Results: The analytic cohort included N=493 patients with MC histology and N=4,180 with NS histology. Mean age of the cohort was 15.2y (+/- 3.5) with 1,850 (40%) patients <15y and 50% being female. At presentation, patients with MC (vs. NS) histology were younger (13.4y vs. 15.5y, p<0.001) and were more likely to be Hispanic (29% vs. 17%, p<0.001), male (68% vs. 48%, p<0.001), and publicly insured (39% vs. 30%, p<0.001). Patients with MC (vs. NS) histology were also more likely to present with stage I disease (15% vs. 3.2%, p<0.001), and were less likely to have B-symptoms (33% vs. 37%, p=0.040) or bulky disease (55% vs. 65%, p<0.001). Among those with stage IV disease, 33% (31/95) of those with MC had bone marrow involvement compared to only 15% (156/1050) among Stage IV NS patients (p<0.001).
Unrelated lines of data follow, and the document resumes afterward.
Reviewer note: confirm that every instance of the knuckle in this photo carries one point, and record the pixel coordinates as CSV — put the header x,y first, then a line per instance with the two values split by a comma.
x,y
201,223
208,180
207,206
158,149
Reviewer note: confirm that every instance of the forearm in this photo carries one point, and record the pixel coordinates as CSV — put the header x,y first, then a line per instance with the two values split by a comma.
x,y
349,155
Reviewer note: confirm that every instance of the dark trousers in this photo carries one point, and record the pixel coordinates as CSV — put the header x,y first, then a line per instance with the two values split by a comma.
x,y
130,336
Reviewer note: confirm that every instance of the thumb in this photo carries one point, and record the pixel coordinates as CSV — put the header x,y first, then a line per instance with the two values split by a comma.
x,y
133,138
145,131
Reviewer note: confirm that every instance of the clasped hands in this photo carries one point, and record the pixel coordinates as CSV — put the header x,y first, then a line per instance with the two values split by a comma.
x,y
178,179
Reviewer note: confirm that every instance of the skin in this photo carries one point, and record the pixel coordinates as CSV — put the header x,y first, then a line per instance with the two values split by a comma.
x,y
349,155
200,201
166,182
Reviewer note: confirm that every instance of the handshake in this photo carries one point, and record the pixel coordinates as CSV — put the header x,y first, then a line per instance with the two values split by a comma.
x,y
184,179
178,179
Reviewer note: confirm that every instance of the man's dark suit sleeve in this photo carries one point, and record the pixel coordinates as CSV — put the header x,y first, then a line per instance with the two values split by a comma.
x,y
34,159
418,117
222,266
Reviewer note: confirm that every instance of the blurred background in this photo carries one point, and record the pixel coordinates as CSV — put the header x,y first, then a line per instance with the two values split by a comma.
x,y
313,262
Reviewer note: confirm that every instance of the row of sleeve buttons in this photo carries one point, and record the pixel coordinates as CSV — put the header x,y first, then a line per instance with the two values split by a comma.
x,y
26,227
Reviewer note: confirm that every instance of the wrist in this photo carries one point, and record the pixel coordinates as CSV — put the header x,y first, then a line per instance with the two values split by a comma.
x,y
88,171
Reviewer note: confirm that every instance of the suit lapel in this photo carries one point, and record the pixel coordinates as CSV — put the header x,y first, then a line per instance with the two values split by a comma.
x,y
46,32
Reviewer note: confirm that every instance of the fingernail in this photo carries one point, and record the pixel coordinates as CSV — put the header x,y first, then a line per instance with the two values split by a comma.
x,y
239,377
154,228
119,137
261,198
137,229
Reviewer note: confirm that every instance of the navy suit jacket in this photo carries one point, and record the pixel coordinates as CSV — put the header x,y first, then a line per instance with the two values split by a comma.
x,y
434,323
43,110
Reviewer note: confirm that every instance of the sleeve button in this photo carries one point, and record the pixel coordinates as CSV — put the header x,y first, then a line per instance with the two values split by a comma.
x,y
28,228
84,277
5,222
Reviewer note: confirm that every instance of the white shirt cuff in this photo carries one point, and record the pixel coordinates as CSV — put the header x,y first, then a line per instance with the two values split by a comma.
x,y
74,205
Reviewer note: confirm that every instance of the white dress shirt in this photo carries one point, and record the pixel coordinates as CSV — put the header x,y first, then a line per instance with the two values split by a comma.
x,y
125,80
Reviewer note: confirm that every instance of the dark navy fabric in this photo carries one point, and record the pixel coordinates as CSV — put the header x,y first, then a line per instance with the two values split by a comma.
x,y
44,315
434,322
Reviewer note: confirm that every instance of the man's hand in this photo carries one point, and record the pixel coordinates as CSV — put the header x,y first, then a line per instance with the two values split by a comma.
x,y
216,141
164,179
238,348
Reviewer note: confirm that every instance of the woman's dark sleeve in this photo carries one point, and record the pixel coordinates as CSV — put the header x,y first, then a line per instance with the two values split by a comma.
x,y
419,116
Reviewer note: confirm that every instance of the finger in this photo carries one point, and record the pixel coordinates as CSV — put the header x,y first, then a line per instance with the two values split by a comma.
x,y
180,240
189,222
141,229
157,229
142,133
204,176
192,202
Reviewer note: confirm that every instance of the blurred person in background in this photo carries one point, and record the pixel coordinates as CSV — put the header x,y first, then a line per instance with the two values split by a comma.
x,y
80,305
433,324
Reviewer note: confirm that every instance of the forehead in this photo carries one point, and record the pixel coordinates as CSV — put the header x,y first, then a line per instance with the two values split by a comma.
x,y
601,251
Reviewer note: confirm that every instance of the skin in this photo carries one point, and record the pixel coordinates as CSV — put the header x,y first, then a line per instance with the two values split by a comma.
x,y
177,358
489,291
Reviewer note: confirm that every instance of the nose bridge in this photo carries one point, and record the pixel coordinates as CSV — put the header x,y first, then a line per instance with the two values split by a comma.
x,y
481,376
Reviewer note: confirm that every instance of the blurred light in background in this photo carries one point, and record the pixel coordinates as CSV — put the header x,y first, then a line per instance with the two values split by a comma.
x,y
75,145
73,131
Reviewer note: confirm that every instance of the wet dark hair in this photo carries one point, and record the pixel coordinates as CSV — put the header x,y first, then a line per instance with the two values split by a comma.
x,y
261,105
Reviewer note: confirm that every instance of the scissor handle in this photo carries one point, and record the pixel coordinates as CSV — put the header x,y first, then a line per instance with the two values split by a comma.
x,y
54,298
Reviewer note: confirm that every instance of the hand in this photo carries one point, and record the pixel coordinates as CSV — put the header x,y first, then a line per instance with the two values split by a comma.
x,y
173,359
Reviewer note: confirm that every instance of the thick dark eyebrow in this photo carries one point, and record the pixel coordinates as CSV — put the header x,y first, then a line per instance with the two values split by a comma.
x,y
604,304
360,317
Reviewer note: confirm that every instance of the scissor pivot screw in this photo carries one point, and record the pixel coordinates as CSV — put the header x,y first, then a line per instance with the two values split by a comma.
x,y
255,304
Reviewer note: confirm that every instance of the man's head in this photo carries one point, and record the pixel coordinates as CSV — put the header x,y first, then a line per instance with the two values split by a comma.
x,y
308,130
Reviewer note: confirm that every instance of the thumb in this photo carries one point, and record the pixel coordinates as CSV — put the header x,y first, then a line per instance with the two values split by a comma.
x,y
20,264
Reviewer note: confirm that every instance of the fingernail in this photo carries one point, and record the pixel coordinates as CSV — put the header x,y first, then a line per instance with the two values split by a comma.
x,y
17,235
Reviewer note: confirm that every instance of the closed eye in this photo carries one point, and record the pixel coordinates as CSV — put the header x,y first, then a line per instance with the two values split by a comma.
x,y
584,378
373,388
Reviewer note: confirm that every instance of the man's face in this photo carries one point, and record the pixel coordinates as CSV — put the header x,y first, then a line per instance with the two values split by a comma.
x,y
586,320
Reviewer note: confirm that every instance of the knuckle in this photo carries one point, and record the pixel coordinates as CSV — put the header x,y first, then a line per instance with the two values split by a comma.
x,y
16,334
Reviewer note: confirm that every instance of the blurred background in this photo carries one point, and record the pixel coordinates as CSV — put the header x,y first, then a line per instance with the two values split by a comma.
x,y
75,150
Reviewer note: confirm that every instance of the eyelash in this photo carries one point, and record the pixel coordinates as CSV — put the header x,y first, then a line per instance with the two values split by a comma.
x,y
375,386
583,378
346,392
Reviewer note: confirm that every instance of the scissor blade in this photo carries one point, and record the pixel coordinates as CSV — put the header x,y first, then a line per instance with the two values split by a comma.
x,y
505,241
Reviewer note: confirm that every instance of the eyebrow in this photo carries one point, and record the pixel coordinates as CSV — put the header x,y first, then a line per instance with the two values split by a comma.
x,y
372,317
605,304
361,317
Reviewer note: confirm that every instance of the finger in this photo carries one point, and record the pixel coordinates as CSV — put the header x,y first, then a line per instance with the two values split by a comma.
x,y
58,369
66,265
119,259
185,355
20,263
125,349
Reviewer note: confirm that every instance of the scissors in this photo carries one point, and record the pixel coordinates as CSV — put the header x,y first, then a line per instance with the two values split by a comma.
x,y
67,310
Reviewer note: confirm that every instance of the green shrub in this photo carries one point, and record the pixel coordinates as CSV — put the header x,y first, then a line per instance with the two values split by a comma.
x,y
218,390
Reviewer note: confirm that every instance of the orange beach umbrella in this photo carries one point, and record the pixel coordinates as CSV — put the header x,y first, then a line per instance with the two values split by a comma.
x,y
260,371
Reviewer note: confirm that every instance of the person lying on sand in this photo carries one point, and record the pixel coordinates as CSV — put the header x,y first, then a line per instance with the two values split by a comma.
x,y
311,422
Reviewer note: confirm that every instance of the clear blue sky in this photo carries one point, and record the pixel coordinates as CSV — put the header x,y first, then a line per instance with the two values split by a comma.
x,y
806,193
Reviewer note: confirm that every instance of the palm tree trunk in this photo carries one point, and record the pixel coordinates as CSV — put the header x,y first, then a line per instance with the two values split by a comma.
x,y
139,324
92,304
Within the MC histology cohort of patients, 56% were <15 years. Younger (vs. older) patients with MC histology were more likely to be male (75% vs. 58%, p<0.001), be publicly insured (44% vs. 34%, p=0.024), and were less likely to have B-symptoms (26% vs. 40%, p =0.001). Within the MC cohort, there was no difference by age in race/ethnicity, presenting stage, presence of bulky disease, or bone marrow involvement among those with stage IV disease.Conclusion: In the largest cohort of CAYA patients with MC histology in North America, we identify a distinct clinical phenotype compared to NS. The phenotype associated with MC histology is notable for more favorable prognostic features, including earlier stage at diagnosis and fewer patients with B symptoms or bulky disease at presentation. The observation that a significantly higher proportion of those with MC (vs. NS) histology with stage IV disease had bone marrow involvement is novel and warrants further study. Although some clinical differences were noted between younger and older patients with MC histology, these do not appear to fully account for the previously reported age-related disparities in survival outcomes. Future work will investigate whether treatment-related factors (e.g. chemo sensitivity, interim disease response, efficacy of radiotherapy) account for inferior survival among older MC patients.